Every nerd just thought, "Too fast is not fast enough!"  ;D

I have no immediate need for an external drive as the primary home of my photographs. However, the topic has been on my mind lately and I am curious. Solid state drives offer plenty of speed but capacity can be expensive. Hard drives offer plenty of capacity at low cost but tend to be used in RAID to boost speed.

For editing still photographs with Lightroom and Photoshop, how fast is practicable? At what point do other bottlenecks get in the way of faster drives?

Steven Paulsen:
Over the winter I put together a small, fast rig for post and storage.

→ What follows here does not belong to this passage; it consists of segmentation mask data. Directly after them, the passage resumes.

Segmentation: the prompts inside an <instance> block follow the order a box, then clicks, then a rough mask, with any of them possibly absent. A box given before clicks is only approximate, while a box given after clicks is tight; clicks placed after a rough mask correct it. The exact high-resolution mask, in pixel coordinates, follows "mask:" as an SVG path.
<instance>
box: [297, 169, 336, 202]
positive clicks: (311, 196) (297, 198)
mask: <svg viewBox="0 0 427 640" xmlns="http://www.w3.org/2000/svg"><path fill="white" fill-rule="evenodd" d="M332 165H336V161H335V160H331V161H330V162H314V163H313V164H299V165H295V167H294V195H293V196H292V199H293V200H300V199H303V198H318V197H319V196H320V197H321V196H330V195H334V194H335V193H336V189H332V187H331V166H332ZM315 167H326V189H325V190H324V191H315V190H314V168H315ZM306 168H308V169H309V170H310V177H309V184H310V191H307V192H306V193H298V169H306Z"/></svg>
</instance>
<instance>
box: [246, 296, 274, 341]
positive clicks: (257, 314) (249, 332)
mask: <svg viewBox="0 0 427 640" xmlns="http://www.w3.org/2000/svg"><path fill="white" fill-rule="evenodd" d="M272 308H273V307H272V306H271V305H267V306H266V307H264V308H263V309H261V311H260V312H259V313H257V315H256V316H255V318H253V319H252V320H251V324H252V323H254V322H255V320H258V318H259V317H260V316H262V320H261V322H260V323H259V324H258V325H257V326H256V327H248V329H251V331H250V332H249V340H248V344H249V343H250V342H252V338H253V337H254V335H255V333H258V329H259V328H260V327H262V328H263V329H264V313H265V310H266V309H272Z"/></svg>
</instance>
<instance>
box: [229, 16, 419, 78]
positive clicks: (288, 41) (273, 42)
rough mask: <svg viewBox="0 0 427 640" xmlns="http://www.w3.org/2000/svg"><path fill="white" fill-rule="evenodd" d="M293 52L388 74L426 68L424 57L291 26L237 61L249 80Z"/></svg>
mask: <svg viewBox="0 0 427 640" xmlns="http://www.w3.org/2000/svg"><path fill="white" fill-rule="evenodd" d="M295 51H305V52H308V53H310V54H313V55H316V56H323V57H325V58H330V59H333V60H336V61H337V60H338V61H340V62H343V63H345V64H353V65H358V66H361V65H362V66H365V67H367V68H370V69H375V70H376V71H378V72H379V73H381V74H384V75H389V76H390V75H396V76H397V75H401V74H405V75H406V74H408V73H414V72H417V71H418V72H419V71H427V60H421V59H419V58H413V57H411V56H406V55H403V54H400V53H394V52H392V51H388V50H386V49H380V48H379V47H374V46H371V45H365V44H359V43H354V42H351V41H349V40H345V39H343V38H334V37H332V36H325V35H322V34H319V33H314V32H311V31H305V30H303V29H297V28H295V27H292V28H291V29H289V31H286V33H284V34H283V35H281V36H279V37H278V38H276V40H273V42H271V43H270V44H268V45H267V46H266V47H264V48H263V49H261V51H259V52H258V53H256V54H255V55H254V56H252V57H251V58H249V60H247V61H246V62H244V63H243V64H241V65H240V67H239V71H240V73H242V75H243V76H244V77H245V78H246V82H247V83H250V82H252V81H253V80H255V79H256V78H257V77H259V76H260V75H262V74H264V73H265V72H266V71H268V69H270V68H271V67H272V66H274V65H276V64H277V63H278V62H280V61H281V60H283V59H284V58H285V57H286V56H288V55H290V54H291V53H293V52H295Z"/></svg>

I bought a Dell 3430/i7,8700/32gb/4gb, gpu with 3 M.2 drives, a ss, 2.5" and a questionable 3.5" 4tb, spinner,

Try an M.2, NVMe solid state drive and get a 10gps enclosure, ($20.) If your present pc has USB.3.0 and even an internal SSD, the external rig is almost identical fast. Matched with a machine with USB 3.1 and later, transfer speed makes my head swim. Two to six gigs per second, I found a new toy.

Beware, the drive market is bottoming out. Dont get fooled because there is a HUGE difference in drive longevity with Total Bytes Written. A high quality 2tb revision 3, or4 drive is around $100, now.

And dont forget..............have fun.

Birna Rørslett:
For image [long-term] storage and retrieval: any connection or device providing gigabit speed (in practice > 100MB/s) will do more than well enough. Thus storage to an external drive or NAS is all right.

For image processing: a local drive of the fastest kind supported by your machine. You ideally want the image to load at a blink of an eye :)

Ian Watson:
Thank you, Steven. After my recent attempt to upgrade the SSD in my iMac, I will leave building computers to those with actual talent  ;D

There is a decent selection of portable NVMe drives, so there is no need to roll my own. I use one for my off-site backup and it is indeed swift. My curiosity was more to do with how fast one needs rather than can achieve. A bit like how fast can one drive when commuting.

Fun will never be forgotten!

Ian Watson:
Thank you, Birna! That is exactly what I wanted to know.